一家全裸で仲良く4Pですか。頭がちょっとイカれてるってレベルじゃねーぞ。
『おほほ、健児……いいのよ。あの頃の様にお母さんの乳房をじゅるじゅる吸って……も、あ゛ぁん』
何ですか、その究極の甘え方。やめて、妄想でもお袋のしゃがれた喘ぎ声なんか聞きたくなかったよ。
もうやだ、誰か一思いに殺してあげて下さいこの変態姉貴。
「紅音さん!! 今日は部活休みのはずでしょ!? 健児は私と一緒にコモチカナヘビの卵を買いにいくんです!!」
柚香は特売のババアみたく血走った瞳を紅音さんに向け、俺の机を両手で思いっきり叩き、そう声を張り上げる。何でこいつ、一人でこんなにエキサイトしてんのよ……。

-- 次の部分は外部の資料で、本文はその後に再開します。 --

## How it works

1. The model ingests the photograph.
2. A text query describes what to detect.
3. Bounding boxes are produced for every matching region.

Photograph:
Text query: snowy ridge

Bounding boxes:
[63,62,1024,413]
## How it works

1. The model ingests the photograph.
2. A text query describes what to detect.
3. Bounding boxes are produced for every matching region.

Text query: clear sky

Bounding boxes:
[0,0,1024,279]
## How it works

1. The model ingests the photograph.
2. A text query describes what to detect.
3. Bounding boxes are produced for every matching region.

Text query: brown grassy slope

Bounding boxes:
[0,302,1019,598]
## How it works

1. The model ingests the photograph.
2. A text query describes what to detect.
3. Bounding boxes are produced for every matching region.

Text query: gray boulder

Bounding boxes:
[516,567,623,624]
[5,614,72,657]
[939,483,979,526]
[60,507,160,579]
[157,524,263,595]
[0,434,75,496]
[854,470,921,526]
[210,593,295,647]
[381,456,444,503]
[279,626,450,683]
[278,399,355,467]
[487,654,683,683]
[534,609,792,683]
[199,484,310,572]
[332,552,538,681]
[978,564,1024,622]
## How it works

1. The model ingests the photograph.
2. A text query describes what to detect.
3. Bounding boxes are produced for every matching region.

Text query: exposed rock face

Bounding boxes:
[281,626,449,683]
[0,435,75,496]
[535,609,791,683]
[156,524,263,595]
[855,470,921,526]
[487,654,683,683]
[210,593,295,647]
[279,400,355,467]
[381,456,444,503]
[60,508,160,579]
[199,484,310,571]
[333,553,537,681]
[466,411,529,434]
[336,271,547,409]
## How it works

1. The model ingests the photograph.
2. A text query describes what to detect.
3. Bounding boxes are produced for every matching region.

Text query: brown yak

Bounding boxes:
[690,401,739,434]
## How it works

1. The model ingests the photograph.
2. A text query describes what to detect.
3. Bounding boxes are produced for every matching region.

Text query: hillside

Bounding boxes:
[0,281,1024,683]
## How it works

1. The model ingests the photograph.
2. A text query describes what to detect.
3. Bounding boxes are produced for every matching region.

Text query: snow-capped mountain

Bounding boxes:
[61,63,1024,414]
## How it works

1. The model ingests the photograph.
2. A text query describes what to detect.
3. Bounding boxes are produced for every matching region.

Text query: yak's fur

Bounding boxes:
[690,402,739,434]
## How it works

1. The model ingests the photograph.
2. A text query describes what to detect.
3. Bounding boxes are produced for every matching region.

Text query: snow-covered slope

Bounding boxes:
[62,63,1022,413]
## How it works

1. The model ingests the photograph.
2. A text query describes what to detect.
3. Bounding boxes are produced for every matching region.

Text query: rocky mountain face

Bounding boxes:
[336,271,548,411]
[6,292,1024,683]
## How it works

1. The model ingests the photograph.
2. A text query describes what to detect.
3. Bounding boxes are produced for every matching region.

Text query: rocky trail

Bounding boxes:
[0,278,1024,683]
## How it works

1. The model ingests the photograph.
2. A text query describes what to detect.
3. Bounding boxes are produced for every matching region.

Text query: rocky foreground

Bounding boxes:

「柚ちゃん、けんけんを譲ってくれたらこの……けんけんのパパんのアへ顔ダブルピースの写真をあげちゃうよ」
「ふう……分かりました、紅音さん……私も同好会のマネージャーのはしくれですから参加します」
「こら、こらこらこらこらっ、こらあ! 『……ふう』じゃねえ!! そのゲテモノ写真をそっと自分の懐にしまってんじゃねえですよ柚香サァン!? ていうか、どこでそんなブツを手に入れたの紅音さん!? 息子の俺でもそんなブツの存在知らなかったんですけどっ」
「んー? いやー……ね? ゆめゆめが口止め料に譲ってくれたの」
「うん、ケンくんは知らないだろうけど、ケンくんが御留守の間にケンくんのお部屋のベッドの上でお母さんとお父さんが思春期のサルのようにイタしてる最中に私が撮ったの、えっへん」
えっへん、じゃねえだろ、こら。
胸張って誇らしげな態度でいい笑顔してんじゃねえですよ。ていうか、そんな都市伝説並みに恐ろしい事実は息子として絶対に知りたくなかったです。ほんと背徳感がたまらん変態ばっかだなこの国。ていうか、ベッドに何か変な謎の染みの跡があったんだけど……もしかしてあれって…………い、いや、もう深く考えるのはよそう。深く考えているとしばらく核爆弾級のトラウマになりそうだ……。
「あ、あの……と、東条先輩……み、耳は……あっ、ふぁっ……」
「あむ……ぬふふふー、タマちゃんは……ここ、よーわいんだぁ」
「あっ……やだやだやだやだぁ……東条先輩……ゆ、許してください……」
「ふぅ~……じゃあ、けんけん持って行ってもいいよね? ね……?」
「あうあう……は、はい……」
これからの家庭での自分の立ち位置を再度改めて考えていると、いつの間にか何か伊藤と紅音さんの間で怪しげな会話が繰り広げられていた。あれ、何でいつの間にか謎の百合展開になっているのですかね。これでオカズにしなさい、そしてあわよくば貴方も参加しなさい……ていう神様のご指令ですかね。いやいや、あわよくねーよ。伊藤の相手がまさかのガイズだったら、即フルボッコタイムに突入なのだが、紅音さん……女の子だし……むしろ俺、好きだし……許せてしまう俺の本質はやっぱり女好きなのかな?
「ふう……さーて、と。あとは……むっ」
「……ここは絶対に通さない、絶対に、だ。此処を通りたければ、健にぃを置いていくか、私を倒すしかない」
最後の砦ですと言わんばかりに、教室の扉の前でとうせんぼするユキちゃん。
ユキちゃん?そのRPGのラスボス的な行為は現実ではとっても他の人に迷惑になるから早くどいてあげてね?しかし何だろう……俺の予感では、この中では一番、ユキは弱点らしい弱点はなく、唯一無二の紅音さんに対抗できる小動物ではないだろうか。
「ユキちゃん、お姉さん、チュロスあげるから、そこどーいて?」
「わかった、どく……ありがと。はむはむ……」
もらったチュロスをはむすたぁのように頬張るユキちゃん。
ちょろすぎだろ、ユキちゃん。(*´ε`*)チュ♡ロスだけに。
「さあ! けんけん、柚ちゃん! 今日もはりきって同好会活動しようじゃないか!!」
……こうして。
結局のところ、誰も紅音さんの暴走を止めることができず、そのまま俺と柚香は連れ去らてしまうのであった。
「あの、これ、我、完全に空気みたいな存在になってるよね…………うっうわーん、お前らでしこってやるー!」
背後では泣きながら廊下を飛び出す哀れで惨めな一之瀬の姿があった。